Immediately before surgery, the wool was shorn. A dose of procaine penicillin G (Norocillin Injection, 300 000 units/mL; Norbrook, Lenexa, Kansas, USA), 22 000 IU/kg body weight (BW), IM, and flunixin meglumine (Banamine Injectable Solution, 50 mg/mL; Intervet/Schering-Plough Animal Health, Summit, USA), 1.1 mg/kg BW, IV, were given to all ewes 15 min before surgery. All ewes were sedated with a combination of butorphanol tartrate (Butorphic Injection, 10 mg/mL; LLOYD Laboratories, Shenandoah, Iowa, USA), 0.025 mg/kg BW, IV, xylazine hydrochloride (AnaSed Injection, 20 mg/mL; LLOYD Laboratories), 0.05 mg/kg BW, IV, and ketamine hydrochloride (KetaVed, 100 mg/mL; Vedco, St. Joseph, Missouri, USA), 1 mg/kg BW, IV (25) to induce recumbency. Ewes were placed in dorsal recumbency and limbs were attached to the surgery table in abduction and partial extension to facilitate access to the caudal ventral region of the abdomen.
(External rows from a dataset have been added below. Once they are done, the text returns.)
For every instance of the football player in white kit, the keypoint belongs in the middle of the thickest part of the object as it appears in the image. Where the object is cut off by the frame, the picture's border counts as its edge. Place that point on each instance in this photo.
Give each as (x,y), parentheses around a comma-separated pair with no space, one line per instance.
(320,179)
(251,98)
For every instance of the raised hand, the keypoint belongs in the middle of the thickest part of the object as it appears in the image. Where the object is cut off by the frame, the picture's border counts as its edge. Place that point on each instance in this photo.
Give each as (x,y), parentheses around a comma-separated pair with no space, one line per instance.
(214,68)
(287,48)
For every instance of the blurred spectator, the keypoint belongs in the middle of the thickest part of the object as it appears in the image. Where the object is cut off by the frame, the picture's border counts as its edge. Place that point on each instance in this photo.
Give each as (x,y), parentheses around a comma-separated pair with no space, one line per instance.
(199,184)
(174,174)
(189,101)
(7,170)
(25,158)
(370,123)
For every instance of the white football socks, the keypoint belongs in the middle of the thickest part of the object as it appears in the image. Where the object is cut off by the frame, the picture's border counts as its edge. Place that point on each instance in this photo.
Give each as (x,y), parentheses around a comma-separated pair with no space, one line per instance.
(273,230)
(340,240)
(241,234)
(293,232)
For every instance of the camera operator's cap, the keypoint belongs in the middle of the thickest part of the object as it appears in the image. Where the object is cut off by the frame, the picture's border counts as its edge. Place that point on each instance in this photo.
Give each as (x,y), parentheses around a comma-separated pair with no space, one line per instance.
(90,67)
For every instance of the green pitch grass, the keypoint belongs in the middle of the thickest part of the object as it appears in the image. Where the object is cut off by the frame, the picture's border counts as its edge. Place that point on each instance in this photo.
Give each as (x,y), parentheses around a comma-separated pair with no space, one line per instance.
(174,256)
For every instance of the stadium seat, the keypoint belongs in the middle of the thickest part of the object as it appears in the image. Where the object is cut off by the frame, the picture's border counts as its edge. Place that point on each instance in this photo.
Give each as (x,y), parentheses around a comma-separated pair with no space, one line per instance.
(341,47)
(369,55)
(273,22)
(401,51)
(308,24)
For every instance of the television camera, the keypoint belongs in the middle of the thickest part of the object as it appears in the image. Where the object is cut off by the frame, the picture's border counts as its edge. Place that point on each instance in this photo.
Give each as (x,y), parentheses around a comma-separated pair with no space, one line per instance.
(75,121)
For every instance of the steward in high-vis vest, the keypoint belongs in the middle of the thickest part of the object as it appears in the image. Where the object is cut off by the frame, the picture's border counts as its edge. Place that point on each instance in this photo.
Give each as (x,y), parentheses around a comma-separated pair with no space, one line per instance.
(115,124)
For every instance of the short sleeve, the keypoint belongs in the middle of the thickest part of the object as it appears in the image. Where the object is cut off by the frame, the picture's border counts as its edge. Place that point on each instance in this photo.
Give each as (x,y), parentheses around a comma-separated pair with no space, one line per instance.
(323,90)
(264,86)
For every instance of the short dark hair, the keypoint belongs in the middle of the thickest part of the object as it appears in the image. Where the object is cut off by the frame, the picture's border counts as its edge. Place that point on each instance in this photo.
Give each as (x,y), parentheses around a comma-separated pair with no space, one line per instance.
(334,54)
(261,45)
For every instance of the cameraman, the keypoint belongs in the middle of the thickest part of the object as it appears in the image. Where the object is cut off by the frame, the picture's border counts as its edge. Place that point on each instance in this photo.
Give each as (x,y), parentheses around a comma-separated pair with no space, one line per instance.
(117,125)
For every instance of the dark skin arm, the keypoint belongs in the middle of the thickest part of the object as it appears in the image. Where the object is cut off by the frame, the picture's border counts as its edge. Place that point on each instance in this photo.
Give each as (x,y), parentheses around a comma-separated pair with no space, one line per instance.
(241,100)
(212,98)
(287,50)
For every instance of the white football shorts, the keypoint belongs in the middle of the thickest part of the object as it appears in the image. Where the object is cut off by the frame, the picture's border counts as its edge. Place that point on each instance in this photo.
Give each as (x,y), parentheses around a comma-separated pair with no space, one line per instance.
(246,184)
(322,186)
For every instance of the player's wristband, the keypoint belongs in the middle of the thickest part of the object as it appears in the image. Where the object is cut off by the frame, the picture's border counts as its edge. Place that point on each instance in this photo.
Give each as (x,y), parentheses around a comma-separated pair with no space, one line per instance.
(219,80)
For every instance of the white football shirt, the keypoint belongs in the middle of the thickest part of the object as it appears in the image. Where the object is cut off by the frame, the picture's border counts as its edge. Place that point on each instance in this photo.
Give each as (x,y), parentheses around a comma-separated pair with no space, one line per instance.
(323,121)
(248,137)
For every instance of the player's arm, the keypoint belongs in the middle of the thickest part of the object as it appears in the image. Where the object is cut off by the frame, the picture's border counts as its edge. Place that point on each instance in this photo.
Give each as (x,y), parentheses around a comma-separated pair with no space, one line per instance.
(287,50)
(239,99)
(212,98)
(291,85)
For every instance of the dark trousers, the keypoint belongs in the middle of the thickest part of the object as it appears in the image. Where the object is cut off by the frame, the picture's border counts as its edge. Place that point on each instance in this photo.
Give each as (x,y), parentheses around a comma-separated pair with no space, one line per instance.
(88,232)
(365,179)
The ventral abdomen was clipped from the xyphoid to the cranial aspect of the udder and cleansed using iodine surgical scrub. A line block was performed with 2% lidocaine hydrochloride (Lidocaine Hydrochloride Injection, 20 mg/mL; Hospira, Lake Forest, Illinois, USA) infused subcutaneously along the linea alba beginning immediately cranial to the udder and extending cranially for 10 cm. The skin was aseptically prepared using alternating scrub cycles with iodine surgical solution and 70% isopropyl alcohol.

Surgical procedures

All laparotomies were performed during a total of 5 d over a period of 10 d. Sheep were randomly assigned to a day of surgery (surgical day 1, 2, 3, 4 or 5) blocked by their assignment to treatment diets. A longitudinal skin incision was performed over the linea alba using a No. 21 scalpel blade starting at the brim of the pelvis immediately cranial to the base of the udder and extending for 10-cm cranially towards the umbilicus. A plane of dissection was established through the subcutaneous tissue adjacent to a subcutaneous vein usually located parallel and immediately ventral to the linea alba until the linea alba was exposed. The abdominal wall was grasped with thumb tissue forceps and tented, and a stab incision was made through the linea alba using a No. 10 scalpel blade. Using Metzenbaum scissors, the incision was continued through the linea alba and peritoneum. Following opening of the abdominal cavity, the animal was placed in a 30° Trendelenburg position to facilitate exposure to the caudal abdomen. The uterine horns and ovaries were localized by digital palpation and exteriorized through the incision. Follicular aspiration was performed by a surgery assistant using a sterile tuberculin syringe and needle. Following follicular aspiration, the animal was replaced in the initial level position. The linea alba was apposed in a simple continuous pattern using either USP No. 1 polydioxanone (PDS II, Ethicon Endo-Surgery, Somerville, New Jersey, USA; group PD) or USP No. 1 polyglactin 910 (Coated VICRYL, Ethicon Endo-Surgery; group PG). Following closure of the linea alba, the skin was apposed in a simple continuous pattern using USP No. 1 polypropylene (PROLENE, Ethicon Endo-Surgery). Ewes were confined to a pen for 5 d after surgery in order to limit exercise.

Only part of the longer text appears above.